The High Priest is about the rules. The High Priest says, know the rules, and follow them so deeply that you get the results you want. Do the homework and then get what you want.

Ann’s Fashion Tarot, Crimson Edition: The Emperor.

The Emperor says: Place matters. You are never not in a place and you should probably always do something about it.

I had no intention of sleeping during the night I stayed in the hospital and that is exactly how it went down. The procedure took a few hours and then I got moved to a shared room, shared with a woman who kept crying out, like all night long, for help. I don’t think she understood that I was just another patient on the other side of the curtain. But there was no real way to convey that so I just rolled with it and pushed my own call button every time she hollered. “She’s asking for someone to turn her.” “She’s asking for someone to clean her up.”

The nurses were apologetic but it was really no problem. I was awake, I was not going to miss a minute of this. On my shoulders I had this hot-pad of weighted beads, keeping air from getting trapped up in there, or at least mentally that’s what I pictured and boom as a result there was none of the referred shoulder pain I’d heard about. On my calves were these wrap-around gauntlet things, pulsing all night long with air up and down, maybe to keep blood clots from forming or maybe just to entertain me. Either way they worked. They were spectacular. It was not a night to be missed.

Honestly I love medical attention. There is nothing better than having your vitals checked every two hours, like, every two hours being reminded that on a basic human level you are vital. Plus the feeling of being helpful to a roommate, not that she knew that that’s what was happening.

In the morning I detached the leg things and walked over to the shared sink and put on some eyeliner because it does indeed make a difference, for me, in making the new day official.
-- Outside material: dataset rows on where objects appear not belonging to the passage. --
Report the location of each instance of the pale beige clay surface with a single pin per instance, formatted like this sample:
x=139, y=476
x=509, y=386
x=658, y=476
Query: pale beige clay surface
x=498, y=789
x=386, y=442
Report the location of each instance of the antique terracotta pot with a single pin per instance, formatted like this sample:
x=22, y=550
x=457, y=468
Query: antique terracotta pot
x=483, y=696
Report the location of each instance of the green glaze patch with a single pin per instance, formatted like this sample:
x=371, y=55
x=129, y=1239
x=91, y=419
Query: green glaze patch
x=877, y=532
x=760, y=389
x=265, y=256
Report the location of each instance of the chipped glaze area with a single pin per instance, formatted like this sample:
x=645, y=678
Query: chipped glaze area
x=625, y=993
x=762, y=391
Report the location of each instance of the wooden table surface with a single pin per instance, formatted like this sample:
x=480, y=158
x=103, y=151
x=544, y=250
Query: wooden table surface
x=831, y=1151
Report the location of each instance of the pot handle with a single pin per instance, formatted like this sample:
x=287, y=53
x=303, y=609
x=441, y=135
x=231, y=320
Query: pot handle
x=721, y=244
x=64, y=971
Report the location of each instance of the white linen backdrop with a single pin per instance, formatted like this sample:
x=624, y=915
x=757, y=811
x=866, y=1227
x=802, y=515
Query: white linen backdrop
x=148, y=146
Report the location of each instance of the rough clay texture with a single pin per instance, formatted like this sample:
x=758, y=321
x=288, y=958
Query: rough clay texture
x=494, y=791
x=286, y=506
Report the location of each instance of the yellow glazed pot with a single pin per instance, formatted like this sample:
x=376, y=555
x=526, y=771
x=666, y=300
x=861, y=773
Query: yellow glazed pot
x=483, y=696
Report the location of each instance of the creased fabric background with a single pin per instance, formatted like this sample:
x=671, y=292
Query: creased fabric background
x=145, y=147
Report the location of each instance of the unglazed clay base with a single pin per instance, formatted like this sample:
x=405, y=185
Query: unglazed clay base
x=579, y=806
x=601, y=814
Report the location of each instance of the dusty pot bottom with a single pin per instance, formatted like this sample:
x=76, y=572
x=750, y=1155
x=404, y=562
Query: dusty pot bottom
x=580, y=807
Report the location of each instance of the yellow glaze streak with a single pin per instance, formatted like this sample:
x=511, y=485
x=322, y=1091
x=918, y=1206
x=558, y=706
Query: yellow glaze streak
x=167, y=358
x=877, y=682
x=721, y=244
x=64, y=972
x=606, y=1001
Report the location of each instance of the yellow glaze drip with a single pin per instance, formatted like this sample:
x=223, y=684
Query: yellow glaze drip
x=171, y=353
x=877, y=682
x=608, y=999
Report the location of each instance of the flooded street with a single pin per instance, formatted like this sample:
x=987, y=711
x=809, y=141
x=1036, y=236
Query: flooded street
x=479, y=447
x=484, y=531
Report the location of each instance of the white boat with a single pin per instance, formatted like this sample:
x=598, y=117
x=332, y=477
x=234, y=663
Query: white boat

Roommate could see me and was like, please change the channel? This was a challenge but I found the remote and the classic cartoon station she wanted and then I went back to my bed. We were both in a place where you’re supposed to get taken care of and I was part of that place for her and it all worked out fine.

The Emperor says location matters and if you find yourself called to be part of making a place a capital-P Place, do it. Do this whether it makes sense or not. Use your hands and just use everything to make the place what you need it to be and also what the other person needs. At times you find yourself sharing a tiny room with some other person who literally cannot figure out what’s behind the curtain.

Update on Abby: At this point, as I’m writing this, she has begun her new job. She fills the reception area of a waiting room where people arrive nervous and hopeful and either ready or not-at-all ready to have needles stuck in them by a licensed acupuncturist. The license doesn’t matter if you’re scared. Abby’s way of saying “hello, welcome” fills up the room and makes everybody, like everybody, feel like it’s going to be so very ok. What she drew, above, the drawing I decided was The Emperor, is how she fills the space. Like the easiest and most elegant thing, but big enough to bleed off the page, out through the lobby, hopefully trailing out a little bit with you when you leave. It’s how to do it.